Every plant has a niche in this ecotone, a spot they are fittest to occupy as the ground rises out of the sea. The plants naturally align themselves in strata according to how much salt they can handle—the Spartina alterniflora, or saltmarsh cordgrass, for instance, can withstand full submersion, one reason it is dominant in the lower marsh. Moving inland and upwards in elevation, the cordgrass is out-competed by Salicornia virginica, or pickleweed, an edible plant which can take some salt, but not as much as Spartina. Even further in and up, the species richness grows, and here live the trees, which don’t like salt at all. Witnessing the forest’s edge fall, as if razed by some invisible bulldozer, tells us that those trees, which have clearly been here a long time, are now being exposed to more salt than they can handle. It’s the most visible sign of the effects of sea level rise I’ve yet seen, and it breaks my heart a little. The world is changing faster than these trees can keep up. And when they die, the carbon they store will be released back into the atmosphere, where it will contribute to further warming.


Byron explains that this kind of  warming upon warming is an example of a concept called a “positive feedback loop”: an effect of an initial catalyst causes compounding effects, sending the environment careening further and further from equilibrium like the proverbial snowball pushed down a hill.

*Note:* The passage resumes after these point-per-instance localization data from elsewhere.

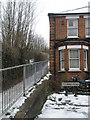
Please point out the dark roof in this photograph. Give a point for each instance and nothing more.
(65, 14)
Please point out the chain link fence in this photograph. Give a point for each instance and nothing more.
(17, 80)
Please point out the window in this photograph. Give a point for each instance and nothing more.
(74, 59)
(87, 27)
(72, 27)
(85, 60)
(62, 60)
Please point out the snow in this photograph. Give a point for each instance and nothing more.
(65, 106)
(15, 107)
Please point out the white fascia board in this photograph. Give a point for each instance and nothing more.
(72, 17)
(62, 48)
(74, 47)
(85, 47)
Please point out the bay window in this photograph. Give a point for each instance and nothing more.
(74, 59)
(85, 60)
(72, 28)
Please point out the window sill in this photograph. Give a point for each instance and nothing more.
(85, 70)
(72, 37)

Another example can be seen when sea level rises and salt water inundates a new area; the sulfur salts found in the seawater allow anaerobic microbes in the soil to proliferate, and those microbes eat organic matter like peat and old plant debris, which can cause the soil to compact and drop. So not only does the sea level rise, but the land sinks. And to add insult to injury, those microbes exhale—you guessed it—more carbon dioxide, which fuels the process that caused the sea level to rise in the first place.

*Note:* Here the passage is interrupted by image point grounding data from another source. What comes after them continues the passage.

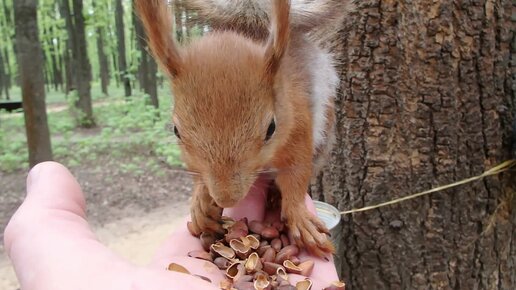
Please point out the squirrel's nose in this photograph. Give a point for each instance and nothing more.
(225, 201)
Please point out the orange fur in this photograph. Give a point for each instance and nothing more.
(227, 89)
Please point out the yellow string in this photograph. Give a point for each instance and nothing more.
(493, 171)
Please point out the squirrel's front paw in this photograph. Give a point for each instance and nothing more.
(308, 231)
(206, 216)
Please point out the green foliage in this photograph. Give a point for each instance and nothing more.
(128, 130)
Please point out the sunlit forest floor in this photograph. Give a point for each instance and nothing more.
(128, 165)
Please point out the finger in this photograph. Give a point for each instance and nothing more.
(324, 269)
(317, 283)
(48, 239)
(176, 249)
(253, 205)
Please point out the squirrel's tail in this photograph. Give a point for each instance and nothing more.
(252, 17)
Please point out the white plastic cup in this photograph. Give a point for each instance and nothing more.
(331, 217)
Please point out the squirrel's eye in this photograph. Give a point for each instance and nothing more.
(270, 130)
(176, 132)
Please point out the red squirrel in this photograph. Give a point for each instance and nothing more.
(253, 97)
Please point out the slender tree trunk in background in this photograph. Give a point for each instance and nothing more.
(64, 7)
(103, 59)
(2, 76)
(103, 62)
(122, 60)
(7, 80)
(427, 98)
(30, 64)
(178, 19)
(147, 69)
(83, 68)
(152, 82)
(6, 59)
(56, 72)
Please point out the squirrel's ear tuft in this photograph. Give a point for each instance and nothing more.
(157, 21)
(279, 37)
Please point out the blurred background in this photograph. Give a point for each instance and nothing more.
(100, 106)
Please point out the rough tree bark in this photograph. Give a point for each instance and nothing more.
(427, 98)
(122, 60)
(30, 68)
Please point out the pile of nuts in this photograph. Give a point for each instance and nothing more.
(254, 255)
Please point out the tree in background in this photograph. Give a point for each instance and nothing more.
(122, 59)
(82, 67)
(6, 44)
(100, 30)
(30, 67)
(427, 98)
(147, 69)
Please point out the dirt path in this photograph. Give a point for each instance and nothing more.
(135, 238)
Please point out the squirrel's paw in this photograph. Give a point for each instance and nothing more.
(206, 217)
(308, 231)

“It’s a self-reinforcing process,” says Byron. That’s why the Intergovernmental Panel on Climate Change (IPCC) has set the goals to stop warming at the levels they have: to avoid the compounding effects. 

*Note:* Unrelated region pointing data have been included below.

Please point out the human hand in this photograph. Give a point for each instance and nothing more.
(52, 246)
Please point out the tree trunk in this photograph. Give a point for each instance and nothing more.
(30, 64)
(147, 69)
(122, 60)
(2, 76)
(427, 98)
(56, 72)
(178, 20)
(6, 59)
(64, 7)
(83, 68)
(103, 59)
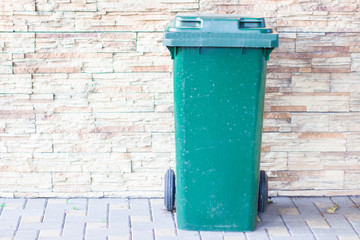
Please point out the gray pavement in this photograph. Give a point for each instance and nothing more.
(142, 219)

“They are sensitive accountants of every process they can find,” he says, telling me how the IPCC has looked back through geological historical conditions to make predictions about the future. “They are fastidious, and make conservative estimates of outcomes so as not to overstate situations.” 

So when they say we need to keep warming below 2ºC above pre-industrial levels, that’s why. 


Just a reminder: we’re at 1.4ºC and rising fast.


Barrier islands like Masonboro only continue to exist because they are flexible and mobile, moving when they need to, building up and retreating as the winds and currents demand. These islands used to be further out to sea, but have rolled back over themselves over thousands of years. The evidence is on the beach: pick up a shell and chances are good it’s an oyster shell, even though oysters only grow in the sound on the back side of the island. Where the beach is now, the sound was in the past, which implies that where the sound is now, the beach will be in the future—and perhaps sooner than we expect.


I wonder if humanity can be flexible, too, and make the changes we need to make in order to survive. Or, like those poor pines, are we rooted too deeply in our patterns of consumption to adapt in real time, shackled by rigid oil pipelines and frozen in the hard structures of our cities? I think about how the current administration just gave a French company TotalEnergies $1 billion of taxpayer money to cancel their lease for an offshore wind farm off the Brunswick County coast, which would have powered Wilmington and beyond with clean energy; TotalEnergies is now investing instead in natural gas infrastructure in Texas. 


It feels like our country is a dope-sick heroin addict, refusing help for another hit of black tar. Again and again we see evidence that our addiction to oil is killing us and the only planet we have, costing us more every day. What’s it going to take to break free?